Wes Craven Dies at 76

Wes Craven, who reaped the teen horror market with his A Nightmare on Elm Street movies, has died of brain cancer. He was 76.

His Freddy Krueger character horrified viewers and became an iconic horror character.  He is credited with re-inventing the teen horror movie.

A blend of horror and morbid humor, the “Nightmare” movies were a box-office phenomenon. He claimed to have gotten the idea for Elm Street when living next to a cemetery on Elm Street when growing up in the Midwest.

Similarly, Craven’s Scream series was a box-office sensation. In those scare-’em-ups, he spoofed the teen horror genre:  Scream, Scream 2 and Scream 3 with Scream 4 set for 2010. The Scream movies frequently referenced other horror movies.

Similarly, in 1994 Craven even referenced his own Nightmare players – Robert Englund, Heather Langenkamp, John Saxon – who played themselves in Wes Craven’s New Nightmare.

There were eight (count at time of death) Nightmare on Elm Street films, including a cross-over Freddy vs. Jason.  Although he was considered the “auteur” of the series by the horror crowd, Craven only directed two: A Nightmare on Elm Street and Wes Craven’s New Nightmare.

In 1989, Craven switched gears by producing a TV sitcom centered on a cartoonist whose characters would spring to life.Craven departed from horror intermittently: In 1999, he directed Meryl Streep in The Music of the Heart, an inspirational drama about a teacher in Spanish Harlem. He directed a suspense thriller Red Eye, amid his Scream eruptions.

He began his horror career in 1972 with Last House on the Left, a rape-revenge movie that appalled some viewers while generating big box-office. His early shockers in the late 1970s and early ’80s included:  The Hills Have Eyes, Summer of Fear, The Evolution of Snuff, Deadly Blessing and Swamp Thing, his biggest budget film up to that point.

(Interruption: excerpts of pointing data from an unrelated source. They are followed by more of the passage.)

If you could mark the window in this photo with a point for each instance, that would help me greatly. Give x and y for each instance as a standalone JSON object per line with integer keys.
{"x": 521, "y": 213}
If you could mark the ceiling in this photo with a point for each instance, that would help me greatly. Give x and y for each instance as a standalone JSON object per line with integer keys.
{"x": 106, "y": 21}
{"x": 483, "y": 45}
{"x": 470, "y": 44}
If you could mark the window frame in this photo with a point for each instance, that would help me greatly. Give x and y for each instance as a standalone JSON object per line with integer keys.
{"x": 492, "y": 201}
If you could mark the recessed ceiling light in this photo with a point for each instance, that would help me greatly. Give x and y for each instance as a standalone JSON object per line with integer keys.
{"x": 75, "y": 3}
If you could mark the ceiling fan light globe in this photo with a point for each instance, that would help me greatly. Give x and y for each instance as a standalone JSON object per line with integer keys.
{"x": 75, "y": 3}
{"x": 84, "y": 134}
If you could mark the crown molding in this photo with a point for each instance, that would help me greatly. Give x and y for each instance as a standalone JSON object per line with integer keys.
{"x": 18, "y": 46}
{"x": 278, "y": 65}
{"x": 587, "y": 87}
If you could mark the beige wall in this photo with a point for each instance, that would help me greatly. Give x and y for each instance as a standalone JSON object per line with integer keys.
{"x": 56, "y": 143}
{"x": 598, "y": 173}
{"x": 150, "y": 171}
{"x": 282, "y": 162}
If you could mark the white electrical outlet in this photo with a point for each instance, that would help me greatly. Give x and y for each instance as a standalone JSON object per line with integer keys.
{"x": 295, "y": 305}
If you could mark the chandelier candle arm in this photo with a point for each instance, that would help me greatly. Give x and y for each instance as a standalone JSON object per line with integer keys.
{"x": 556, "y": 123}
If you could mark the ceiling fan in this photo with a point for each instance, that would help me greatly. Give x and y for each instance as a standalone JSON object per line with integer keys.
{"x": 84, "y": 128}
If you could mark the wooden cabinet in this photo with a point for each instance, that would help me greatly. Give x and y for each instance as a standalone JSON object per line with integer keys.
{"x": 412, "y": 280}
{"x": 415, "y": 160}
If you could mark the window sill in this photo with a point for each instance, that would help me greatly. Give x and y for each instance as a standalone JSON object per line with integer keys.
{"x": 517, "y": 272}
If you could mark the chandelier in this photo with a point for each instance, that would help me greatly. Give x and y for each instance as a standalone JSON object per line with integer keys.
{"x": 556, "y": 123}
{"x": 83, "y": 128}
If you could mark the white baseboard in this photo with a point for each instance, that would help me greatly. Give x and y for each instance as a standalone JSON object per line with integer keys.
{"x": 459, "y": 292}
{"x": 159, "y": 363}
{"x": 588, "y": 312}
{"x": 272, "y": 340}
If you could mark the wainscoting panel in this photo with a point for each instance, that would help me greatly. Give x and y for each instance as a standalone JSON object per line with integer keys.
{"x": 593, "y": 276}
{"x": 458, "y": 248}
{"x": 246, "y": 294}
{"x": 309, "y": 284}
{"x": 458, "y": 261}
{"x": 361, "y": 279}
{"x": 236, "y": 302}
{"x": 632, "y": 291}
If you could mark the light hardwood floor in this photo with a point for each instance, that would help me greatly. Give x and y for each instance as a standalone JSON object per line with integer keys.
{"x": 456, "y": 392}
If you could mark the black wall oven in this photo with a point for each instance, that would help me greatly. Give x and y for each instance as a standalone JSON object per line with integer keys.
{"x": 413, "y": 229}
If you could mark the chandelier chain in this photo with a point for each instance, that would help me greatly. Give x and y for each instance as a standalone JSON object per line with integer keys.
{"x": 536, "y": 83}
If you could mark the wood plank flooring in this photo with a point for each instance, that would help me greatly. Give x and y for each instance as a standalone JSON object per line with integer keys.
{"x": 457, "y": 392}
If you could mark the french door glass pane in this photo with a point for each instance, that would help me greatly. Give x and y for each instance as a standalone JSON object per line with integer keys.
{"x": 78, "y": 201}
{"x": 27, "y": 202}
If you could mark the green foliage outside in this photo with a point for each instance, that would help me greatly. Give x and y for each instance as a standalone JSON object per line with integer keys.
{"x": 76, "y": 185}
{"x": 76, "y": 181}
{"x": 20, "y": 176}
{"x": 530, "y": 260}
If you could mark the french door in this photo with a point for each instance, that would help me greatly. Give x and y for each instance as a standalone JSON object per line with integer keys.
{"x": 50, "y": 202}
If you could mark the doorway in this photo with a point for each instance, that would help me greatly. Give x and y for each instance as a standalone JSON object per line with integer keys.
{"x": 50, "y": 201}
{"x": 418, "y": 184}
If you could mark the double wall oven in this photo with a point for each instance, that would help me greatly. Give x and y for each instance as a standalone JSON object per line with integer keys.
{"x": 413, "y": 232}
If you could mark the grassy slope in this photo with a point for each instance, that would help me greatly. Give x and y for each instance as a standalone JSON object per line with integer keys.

During the ’80s, he also directed some of the revival episodes of Twilight Zone.Wesley Earl Craven was born on Aug. 2 1939 in Cleveland, Ohio. Raised in a strict Baptist household, Craven graduated from Wheaton College in English and psychology and earned a masters degree in philosophy and writing from Johns Hopkins.

He briefly taught English at Westminster College. He was also a humanities professor at Clarkson College where he was a disc jockey for the campus radio station.

He directed several other thrillers and horror movies, including: The People Under the Stairs (1991), Nightmare Café (1992), Deadly Friend (1986), Swamp Thing (1982) and Summer of Fear.

Craven directed several TV movies: Invitation to Hell (1984), Chiller (1985), Casebusters, Night Visions (1990), Laurel Canyon (1993), Hollyweird, Don’t Look Down and They Shoot Divas, Don’t They? among them.

He received his first award in 1977 for The Hills Have Eyes, winning the Prize of the International Critics’ Jury at the Sitges – Catalonian International Film Festival.

In 2000, Craven received the Lifetime Achievement Award from the Amsterdam Fantastic Film Festival. He won the Grand Prize for Scream in 1997 at the Gerardmer Film Festival.

He was nominated for Best Director for Scream in 1997 by the Academy of Science Fiction, Fantasy & Horror.Craven was married three times, and had two children, Jonathan and Jessica, with his first wife Bonnie Broecker. He married Iya Labunka in 2004, his third marriage.